Rispetto agli anni passati sono aumentate le prese in carico. Il fondo di integrazione socio sanitaria di fatto sta garantendo i gravissimi disabili (in Umbria circa 1.800 persone) fuori dalla residenzialità; con la residenzialità si arriva a 4.500 persone. Il presidente Thomas De Luca ed il vice presidente Eugenio Rondini hanno deciso, di concerto con gli altri commissari presenti, di dare corso ad audizioni con le Associazioni operanti in questo ambito per un approfondimento definitivo sulla materia.

Casucci e Chiodini hanno spiegato che “l’istituzione del fondo per la non autosufficienza deriva dalla legge ‘9/2008’ e prevede due linee di finanziamento: dal bilancio regionale (circa 4milioni di euro) e nazionale (circa 6 milioni) e questo riguarda il 2017 e 2018. Per quanto attiene al triennio 2019-2021vengono assegnate risorse dal fondo nazionale (Ministero Politiche sociali e del lavoro) per 9milioni 500mila euro (2019), 9milioni 700mila euro (2020), 9milioni 500mila euro (2021).

Da qui in avanti si aprirà una nuova programmazione del Prina (Piano regionale integrato non autosufficienza) relativamente al nuovo triennio. Gli uffici hanno annualmente provveduto ad assegnare le risorse con relativo monitoraggio della situazione. Per le varie prestazioni è prevista la compartecipazione delle spese delle varie prestazioni: in capo ai Comuni rispetto al setting assistenziale ed in capo alle Aziende per alcune tipologie di prestazione.
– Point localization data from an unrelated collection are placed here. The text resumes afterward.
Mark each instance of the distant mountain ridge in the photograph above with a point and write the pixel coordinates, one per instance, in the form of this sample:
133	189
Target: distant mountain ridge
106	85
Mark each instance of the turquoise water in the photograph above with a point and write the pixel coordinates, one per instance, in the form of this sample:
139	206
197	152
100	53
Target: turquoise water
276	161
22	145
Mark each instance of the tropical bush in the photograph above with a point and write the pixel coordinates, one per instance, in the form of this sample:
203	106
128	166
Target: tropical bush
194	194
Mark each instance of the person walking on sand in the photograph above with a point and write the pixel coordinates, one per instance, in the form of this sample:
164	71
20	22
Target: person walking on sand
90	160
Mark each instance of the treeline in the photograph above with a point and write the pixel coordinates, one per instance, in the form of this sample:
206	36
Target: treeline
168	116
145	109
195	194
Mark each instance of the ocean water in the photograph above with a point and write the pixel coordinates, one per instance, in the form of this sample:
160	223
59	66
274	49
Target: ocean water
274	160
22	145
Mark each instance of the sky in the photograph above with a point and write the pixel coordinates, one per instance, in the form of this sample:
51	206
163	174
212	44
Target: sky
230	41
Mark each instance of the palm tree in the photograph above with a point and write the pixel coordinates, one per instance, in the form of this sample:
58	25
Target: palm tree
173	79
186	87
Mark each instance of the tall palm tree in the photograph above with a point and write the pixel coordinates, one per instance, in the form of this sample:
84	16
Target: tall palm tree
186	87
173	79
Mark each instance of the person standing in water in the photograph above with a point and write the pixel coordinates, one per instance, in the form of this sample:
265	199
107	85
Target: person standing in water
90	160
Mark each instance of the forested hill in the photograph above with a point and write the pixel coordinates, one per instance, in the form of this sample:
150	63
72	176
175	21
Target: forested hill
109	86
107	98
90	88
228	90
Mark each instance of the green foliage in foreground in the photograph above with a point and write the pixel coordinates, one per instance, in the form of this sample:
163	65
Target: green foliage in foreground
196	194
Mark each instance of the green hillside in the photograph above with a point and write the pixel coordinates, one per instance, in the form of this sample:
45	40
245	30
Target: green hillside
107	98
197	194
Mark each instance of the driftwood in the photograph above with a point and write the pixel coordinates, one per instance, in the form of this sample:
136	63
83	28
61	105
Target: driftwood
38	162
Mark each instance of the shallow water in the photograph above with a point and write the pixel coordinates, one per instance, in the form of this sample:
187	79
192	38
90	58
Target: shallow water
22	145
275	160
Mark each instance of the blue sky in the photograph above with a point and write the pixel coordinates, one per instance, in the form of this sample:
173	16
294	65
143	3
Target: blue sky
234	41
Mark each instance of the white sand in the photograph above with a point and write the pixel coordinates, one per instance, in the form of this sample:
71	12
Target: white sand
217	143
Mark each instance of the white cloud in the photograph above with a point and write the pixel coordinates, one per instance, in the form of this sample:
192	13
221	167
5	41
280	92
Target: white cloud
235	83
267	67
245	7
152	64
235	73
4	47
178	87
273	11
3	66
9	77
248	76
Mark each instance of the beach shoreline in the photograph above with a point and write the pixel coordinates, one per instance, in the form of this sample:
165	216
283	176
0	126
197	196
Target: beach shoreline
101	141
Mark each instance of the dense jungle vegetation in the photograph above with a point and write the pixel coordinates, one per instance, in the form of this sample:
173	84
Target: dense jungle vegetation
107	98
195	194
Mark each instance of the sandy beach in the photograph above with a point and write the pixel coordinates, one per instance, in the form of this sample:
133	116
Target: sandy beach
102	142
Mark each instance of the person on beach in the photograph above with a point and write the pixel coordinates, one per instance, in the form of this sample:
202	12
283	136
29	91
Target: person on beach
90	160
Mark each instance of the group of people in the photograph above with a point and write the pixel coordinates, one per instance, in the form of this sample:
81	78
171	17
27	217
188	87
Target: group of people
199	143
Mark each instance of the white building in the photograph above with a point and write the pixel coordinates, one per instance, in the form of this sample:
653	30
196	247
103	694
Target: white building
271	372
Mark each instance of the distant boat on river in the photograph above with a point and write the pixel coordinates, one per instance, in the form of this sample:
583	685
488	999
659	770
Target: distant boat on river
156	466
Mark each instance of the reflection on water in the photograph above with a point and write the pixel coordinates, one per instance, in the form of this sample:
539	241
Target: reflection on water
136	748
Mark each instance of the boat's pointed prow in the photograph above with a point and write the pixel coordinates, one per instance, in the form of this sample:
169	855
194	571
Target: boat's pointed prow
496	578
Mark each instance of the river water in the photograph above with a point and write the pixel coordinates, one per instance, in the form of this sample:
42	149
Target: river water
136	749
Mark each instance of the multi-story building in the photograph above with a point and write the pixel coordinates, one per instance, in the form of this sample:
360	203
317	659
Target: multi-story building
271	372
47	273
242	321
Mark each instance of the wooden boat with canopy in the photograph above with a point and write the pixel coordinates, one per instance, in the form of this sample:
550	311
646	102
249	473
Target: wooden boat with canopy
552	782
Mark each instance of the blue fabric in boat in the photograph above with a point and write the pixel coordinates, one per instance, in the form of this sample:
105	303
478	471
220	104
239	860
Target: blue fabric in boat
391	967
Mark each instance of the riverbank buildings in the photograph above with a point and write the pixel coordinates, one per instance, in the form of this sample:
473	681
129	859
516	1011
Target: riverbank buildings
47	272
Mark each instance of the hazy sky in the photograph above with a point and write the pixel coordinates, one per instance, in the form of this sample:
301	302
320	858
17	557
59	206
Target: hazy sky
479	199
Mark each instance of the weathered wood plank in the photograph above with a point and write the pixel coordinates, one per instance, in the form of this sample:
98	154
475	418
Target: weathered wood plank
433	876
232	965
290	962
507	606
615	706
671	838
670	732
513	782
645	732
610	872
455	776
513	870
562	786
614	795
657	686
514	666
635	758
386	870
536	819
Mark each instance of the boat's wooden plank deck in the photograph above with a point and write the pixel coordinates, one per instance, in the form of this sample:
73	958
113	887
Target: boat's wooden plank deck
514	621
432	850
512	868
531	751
Si tratta di prestazioni di varia natura di integrazione socio-sanitaria.

La programmazione di secondo livello, vale a dire i piani di zona progettati dai Comuni capofila con i Distretti Socio sanitari individuano i setting assistenziali utili a coprire i bisogni del territorio. Con il fondo della non autosufficienza (integrazione socio-sanitaria) – è stato sottolineato – si riesce a coprire il servizio a circa 12mila soggetti. Rispetto agli anni passati sono aumentate le prese in carico. Il fondo di integrazione socio sanitaria di fatto sta garantendo i gravissimi disabili (in Umbria circa 1.800 persone) fuori dalla residenzialità; con la residenzialità si arriva a 4.500 persone”.

A margine della riunione, il presidente De Luca ha detto di rilevare “una discrasia sui numeri ed una sottostima in ambito di strutture ed utenze. Intendiamo per questo aprire un percorso di partecipazione nei confronti delle associazioni che operano nell’ambito della non autosufficienza per arrivare ad una valutazione concreta delle politiche che agiscono su questa tematica”.

Sulla stessa linea il vice presidente del Comitato, Eugenio Rondini che ha definito “importante la programmazione di specifiche audizioni con le associazioni operanti in questo campo che rappresentano i veri protagonisti ed attori del sistema”. Nel corso della seduta è stato affrontato brevemente anche il tema del contrasto dello spreco alimentare (legge regionale ‘16/2017’). Sull’argomento sono stati decisi ulteriori approfondimenti nelle prossime sedute del Comitato.